Wer in Bad Neustadt kennt ihn nicht? Wolfgang Kitscha lenkt seit dem Jahr 2008 die Geschicke des Erzähl-Cafés und hat seither viele interessante Gäste begrüßt, die Einblick in ihr Leben und ihr Schaffen gegeben haben. Nun erzählt Wolfgang Kitscha selbst von seinen Kindheitserinnerungen:
Die Fünfziger Jahre waren noch Nachkriegszeit, und die meisten von uns wuchsen in ärmlichen Verhältnissen auf. Aber es ging stetig aufwärts, und in den Jahren 1953 bis 1955, von denen ich erzählen will, war es in der Storchengasse für uns 30 Kinder im Alter von sechs bis zehn Jahren das reinste Spielparadies.

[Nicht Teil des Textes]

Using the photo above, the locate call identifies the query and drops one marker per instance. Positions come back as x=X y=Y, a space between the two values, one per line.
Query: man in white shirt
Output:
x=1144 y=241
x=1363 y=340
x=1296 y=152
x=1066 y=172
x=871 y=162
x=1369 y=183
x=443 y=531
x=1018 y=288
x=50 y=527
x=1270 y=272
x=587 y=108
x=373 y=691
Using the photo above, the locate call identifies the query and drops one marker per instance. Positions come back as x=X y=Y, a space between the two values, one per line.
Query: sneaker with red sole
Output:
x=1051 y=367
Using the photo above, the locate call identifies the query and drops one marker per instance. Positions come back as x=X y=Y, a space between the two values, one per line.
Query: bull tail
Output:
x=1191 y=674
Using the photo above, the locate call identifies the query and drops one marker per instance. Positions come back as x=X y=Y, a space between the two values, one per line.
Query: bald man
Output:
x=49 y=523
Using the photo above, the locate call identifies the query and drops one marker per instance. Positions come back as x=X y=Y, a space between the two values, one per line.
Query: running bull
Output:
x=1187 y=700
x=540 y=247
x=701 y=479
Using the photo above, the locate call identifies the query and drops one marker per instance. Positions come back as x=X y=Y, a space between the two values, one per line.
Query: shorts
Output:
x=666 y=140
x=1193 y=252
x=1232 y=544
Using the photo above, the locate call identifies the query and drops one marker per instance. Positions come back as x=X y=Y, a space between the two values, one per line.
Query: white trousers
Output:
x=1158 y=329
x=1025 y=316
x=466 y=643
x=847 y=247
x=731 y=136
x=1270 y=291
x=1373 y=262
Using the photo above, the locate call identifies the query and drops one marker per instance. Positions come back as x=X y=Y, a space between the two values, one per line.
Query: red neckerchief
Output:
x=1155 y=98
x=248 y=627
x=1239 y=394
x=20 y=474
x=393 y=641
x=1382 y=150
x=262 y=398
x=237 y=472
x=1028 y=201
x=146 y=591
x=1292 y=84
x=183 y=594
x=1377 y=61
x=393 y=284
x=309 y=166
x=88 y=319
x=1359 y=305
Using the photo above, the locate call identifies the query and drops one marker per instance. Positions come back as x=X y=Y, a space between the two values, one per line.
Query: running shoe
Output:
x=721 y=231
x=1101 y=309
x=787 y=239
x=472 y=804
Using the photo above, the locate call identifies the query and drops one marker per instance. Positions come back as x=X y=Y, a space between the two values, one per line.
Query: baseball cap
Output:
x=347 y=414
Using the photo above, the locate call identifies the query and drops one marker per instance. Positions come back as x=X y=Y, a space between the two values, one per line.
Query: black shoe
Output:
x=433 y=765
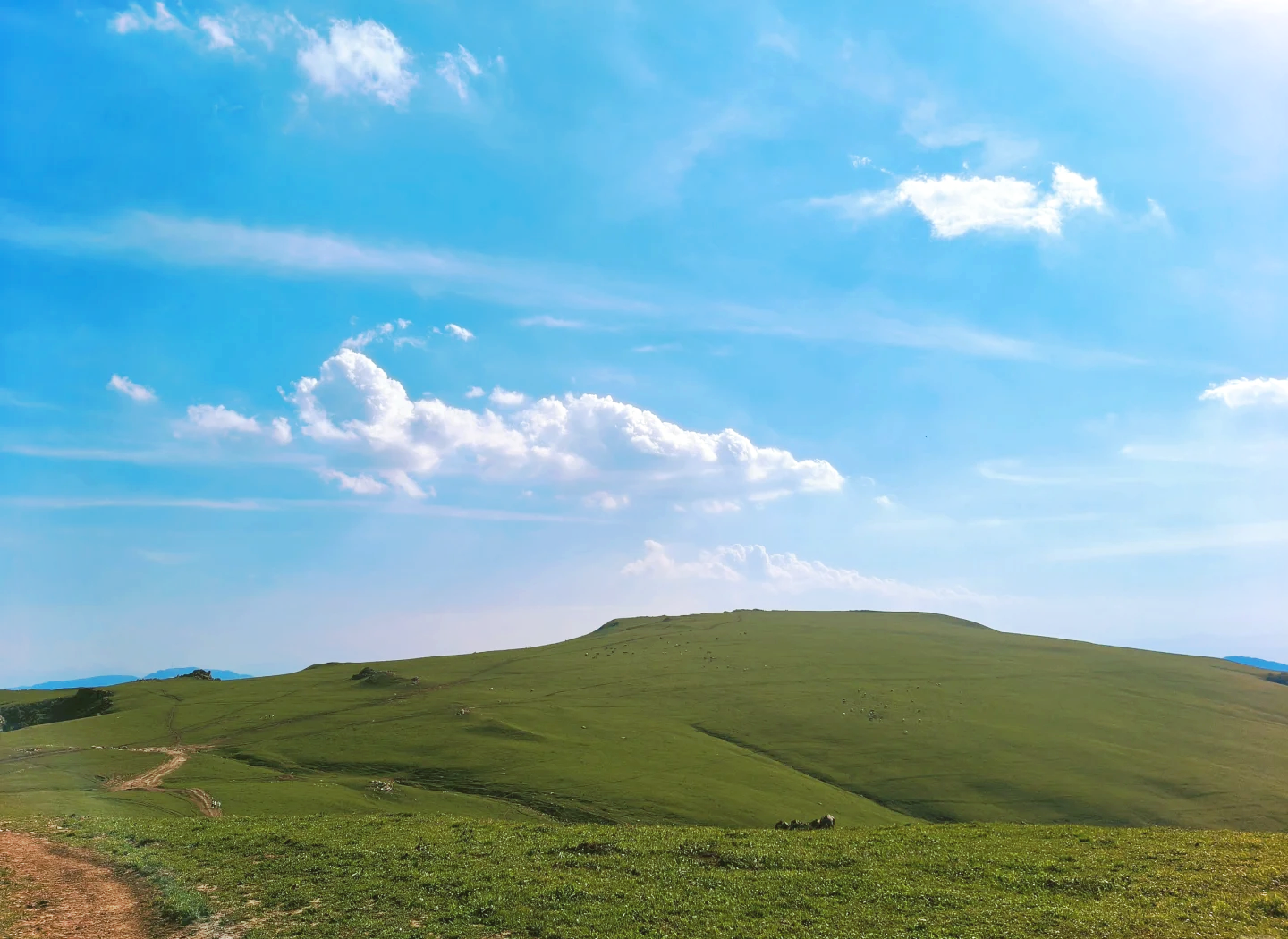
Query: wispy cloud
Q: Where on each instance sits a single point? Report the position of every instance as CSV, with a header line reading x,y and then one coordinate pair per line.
x,y
353,58
779,572
286,253
460,69
199,242
959,205
131,389
1218,537
78,503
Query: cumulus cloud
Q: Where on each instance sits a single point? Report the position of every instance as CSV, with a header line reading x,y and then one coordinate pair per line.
x,y
363,414
779,572
503,398
131,389
220,34
1250,393
280,430
365,339
957,205
457,69
218,420
360,483
135,20
363,58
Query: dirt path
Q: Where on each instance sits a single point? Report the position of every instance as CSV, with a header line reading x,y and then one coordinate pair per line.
x,y
152,780
61,892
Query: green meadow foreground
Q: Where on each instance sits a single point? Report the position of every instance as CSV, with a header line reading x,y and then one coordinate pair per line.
x,y
725,719
416,876
626,783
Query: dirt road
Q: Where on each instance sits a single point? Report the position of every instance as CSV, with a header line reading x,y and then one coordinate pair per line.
x,y
151,781
61,892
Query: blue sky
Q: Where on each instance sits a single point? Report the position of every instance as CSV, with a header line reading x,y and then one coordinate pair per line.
x,y
388,329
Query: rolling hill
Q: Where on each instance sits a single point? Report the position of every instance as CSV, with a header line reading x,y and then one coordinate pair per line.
x,y
728,719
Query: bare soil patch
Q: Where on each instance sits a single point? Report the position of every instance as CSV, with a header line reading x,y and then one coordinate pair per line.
x,y
152,780
61,892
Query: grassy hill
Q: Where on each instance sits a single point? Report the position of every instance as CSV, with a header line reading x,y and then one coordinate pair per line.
x,y
393,877
726,719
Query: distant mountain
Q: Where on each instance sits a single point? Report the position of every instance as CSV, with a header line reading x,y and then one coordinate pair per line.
x,y
105,681
96,681
222,674
1258,663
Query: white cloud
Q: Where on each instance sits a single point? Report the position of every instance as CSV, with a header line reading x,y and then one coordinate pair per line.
x,y
286,253
131,389
779,572
360,483
365,339
216,420
220,32
357,409
503,398
363,58
553,322
280,429
1250,393
717,506
457,69
957,205
606,502
135,20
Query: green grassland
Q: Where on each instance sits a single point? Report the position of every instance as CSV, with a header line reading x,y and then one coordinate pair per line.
x,y
724,719
415,876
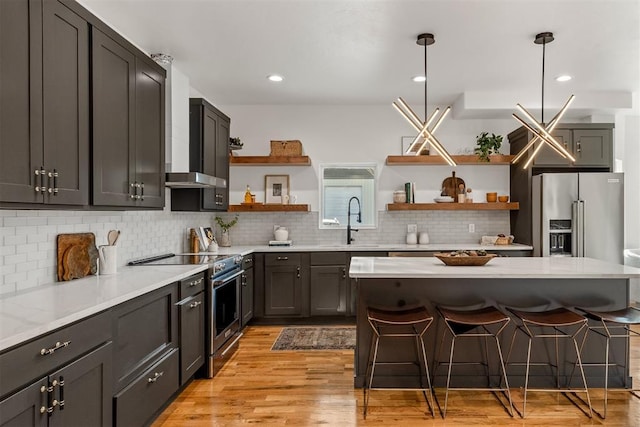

Nach der Schule und dem darauf folgenden Mittagessen machte ich zuerst meine Hausaufgaben. Danach war unsere Lieblingsbetätigung, wen wundert es, das Fußballspiel. Es gab in dieser Zeit jedoch kaum Bälle. Ein ehemaliger Mitschüler hatte als einziger einen Lederball – da war natürlich die Kinderschar besonders groß. Wir wuchsen noch als Straßenfußballer auf und spielten überall auf Wiesen und Feldern. Wir waren immer in Bewegung.
Kinder spielten auf der Straße
Aber es gab zu jener Zeit für uns Kinder auch noch viele andere Spiele, die wir mit viel Leidenschaft ausführten. Da in unserer Straße damals kaum Verkehr herrschte, spielten wir auch gerne Völkerball, Räuber und Schandi, Federball und Schusser. Da kam es auch schon einmal vor, dass ein schon etwas älterer Anwohner sich in seiner Ruhe gestört fühlte, wenn es zu laut herging. Er schüttete dann vom zweiten Stock seiner Wohnung ab und zu einen vollen Eimer Wasser auf uns. Wir waren danach patschnass.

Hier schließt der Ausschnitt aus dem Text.